The meatpacking operation was going through bankruptcy when his son, future-CEO Troy Link, bought a bag of subpar jerky from a convenience store on the way home from a hunting trip in the 1980s. He challenged his dad to do better.
"In those days, no one was thinking much about the potential of the jerky business," Jack Link recalled in the company history book. "The product was big with hunters and fishermen, but for most people, it was a novelty food."
Putting the old family recipes to use, the first Jack Link's kippered beef, juicier than traditional jerky, rolled off the production line Oct. 1, 1985.
Within five years, it was available in all 50 states and several other countries. Then in 1997, the company started bagging the chewier "cowboy-style" jerky, partly because Walmart asked for it.
Jack Link initially declined the retailer's request, but his son saw a chance to take on the competition in a new way.

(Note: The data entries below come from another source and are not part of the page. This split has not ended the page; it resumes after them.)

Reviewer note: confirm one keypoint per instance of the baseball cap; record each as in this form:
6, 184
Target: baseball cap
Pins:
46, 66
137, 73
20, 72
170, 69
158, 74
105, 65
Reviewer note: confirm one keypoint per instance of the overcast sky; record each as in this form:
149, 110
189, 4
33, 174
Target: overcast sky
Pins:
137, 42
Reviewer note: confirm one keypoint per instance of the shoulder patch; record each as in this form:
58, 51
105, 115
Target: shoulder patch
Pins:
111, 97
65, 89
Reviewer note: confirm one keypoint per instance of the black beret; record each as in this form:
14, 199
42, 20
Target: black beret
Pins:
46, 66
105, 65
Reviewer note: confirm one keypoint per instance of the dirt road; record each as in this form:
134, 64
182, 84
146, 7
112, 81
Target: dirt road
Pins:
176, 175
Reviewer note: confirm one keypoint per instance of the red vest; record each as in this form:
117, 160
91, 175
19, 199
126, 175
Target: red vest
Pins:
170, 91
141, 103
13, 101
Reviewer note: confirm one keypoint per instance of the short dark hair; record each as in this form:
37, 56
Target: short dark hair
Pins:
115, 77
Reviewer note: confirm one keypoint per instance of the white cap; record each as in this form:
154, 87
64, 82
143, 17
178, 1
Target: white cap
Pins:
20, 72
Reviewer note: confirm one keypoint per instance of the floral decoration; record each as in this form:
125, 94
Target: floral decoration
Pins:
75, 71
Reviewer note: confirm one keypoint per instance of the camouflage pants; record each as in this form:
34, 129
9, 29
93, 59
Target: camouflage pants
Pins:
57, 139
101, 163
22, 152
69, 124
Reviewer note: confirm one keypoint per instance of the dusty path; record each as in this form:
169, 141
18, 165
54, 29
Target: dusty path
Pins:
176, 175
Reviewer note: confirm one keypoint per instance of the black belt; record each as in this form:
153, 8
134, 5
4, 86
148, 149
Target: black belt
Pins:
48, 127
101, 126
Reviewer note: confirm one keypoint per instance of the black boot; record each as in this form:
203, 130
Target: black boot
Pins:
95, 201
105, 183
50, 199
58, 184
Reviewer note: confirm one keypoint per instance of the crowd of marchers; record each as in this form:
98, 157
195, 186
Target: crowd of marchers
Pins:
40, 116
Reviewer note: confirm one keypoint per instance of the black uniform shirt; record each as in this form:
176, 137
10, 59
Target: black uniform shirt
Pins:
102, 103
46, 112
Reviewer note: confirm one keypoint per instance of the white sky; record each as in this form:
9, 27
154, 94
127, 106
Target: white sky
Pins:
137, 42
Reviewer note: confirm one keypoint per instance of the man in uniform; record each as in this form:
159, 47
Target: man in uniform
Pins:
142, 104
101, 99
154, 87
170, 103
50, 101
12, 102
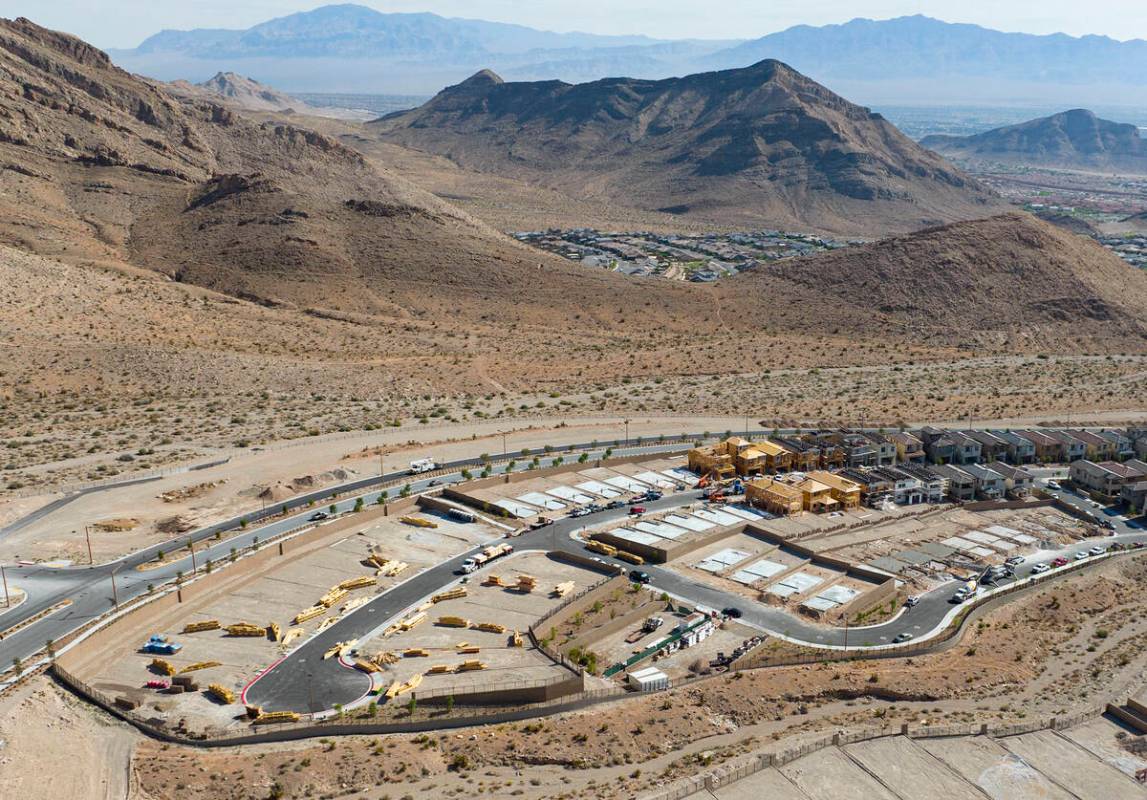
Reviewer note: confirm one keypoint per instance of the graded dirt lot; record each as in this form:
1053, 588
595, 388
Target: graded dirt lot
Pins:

"When it first started, it was about survival. We had to survive," Troy Link said. "Then you find another north star or motivator — it was Slim Jim.
"'We've got to be better than Slim Jim. We've got to be bigger than them.' They were our motivator for a really long time."
Decision time
While "Macho Man" Randy Savage commanded a generation of young men to "snap into a Slim Jim" in the early 2000s, Jack Link was hemming and hawing over the look of his brand.
Some market research had brought a reckoning: The cursive Jack Link's logo, and the varying colors used with different flavors, were not leaving an impact. "Beef Jerky" were the biggest words on the bags back then.
"In terms of going 'big time,' packaging was the largest hurdle," the founder recalled in the company history.
He eventually relented, and in 2005 the consistent red packaging and modern logo soon began driving up sales.
Not long after, Minneapolis ad agency Carmichael Lynch came up with the "feed your wild side" slogan and a TV ad campaign featuring jerky-munching campers playing pranks on Bigfoot.
Jack Link avoided advertising. He preferred pitching at trade shows.
"I could deal directly with our customers and see their reaction to our products for myself," he recounted. "I could tell what was working and what wasn't. With advertising, how could you be sure you were hitting the target?"
So the Sasquatch commercial didn't land. Link and several other company leaders initially panned the ad as too risky.
Like with the new packaging, it took some convincing.
"'I'm not sure about this,' I said once again," Link wrote in the book, "but what the hell? Let's go for it."
Since the first "Messin' with Sasquatch" ad aired in 2006, Jack Link's has become synonymous with beef jerky. And it did not take long for the brand to eclipse Slim Jim, Oberto and other competitors.
Keeping the lead
In the past two decades, Jack Link's has built new plants, acquired Unilever's European meat snacks business and launched the Lorissa's Kitchen (LK) brand of allergen-free meat snacks. The Minneapolis office and R&D center opened in 2017.
Troy Link, who became CEO in 2013, said the view from the top of the industry is daunting but encouraging, since there are millions of Americans who don't yet buy meat snacks routinely. That's an opportunity many new brands are seizing on, too.
"We've got more competitors than ever‚" he said. "When you become a category leader, you really need to work hard to continue to maintain your share, because everybody's coming after you."
It hasn't always been ideal to be a family-owned business. Jay Link's exit from the company several decades ago prompted a long-running, bitter court battle over how much the company owed him and whether he was forced out or left voluntarily.
"It was a very unfortunate deal for the family," Troy Link said. "People do ask about it, but it was such a long time ago. ... I wish everybody well."
Though Link said "unexpected things happen" when it comes to keeping the brand in the family, today Jack Link's is "not for sale."
His kids — now 12, 10 and 6 — already express excitement about the work he lets them do.
"Hopefully all the fun, cool things about the product engages them," he said. "We'll find out."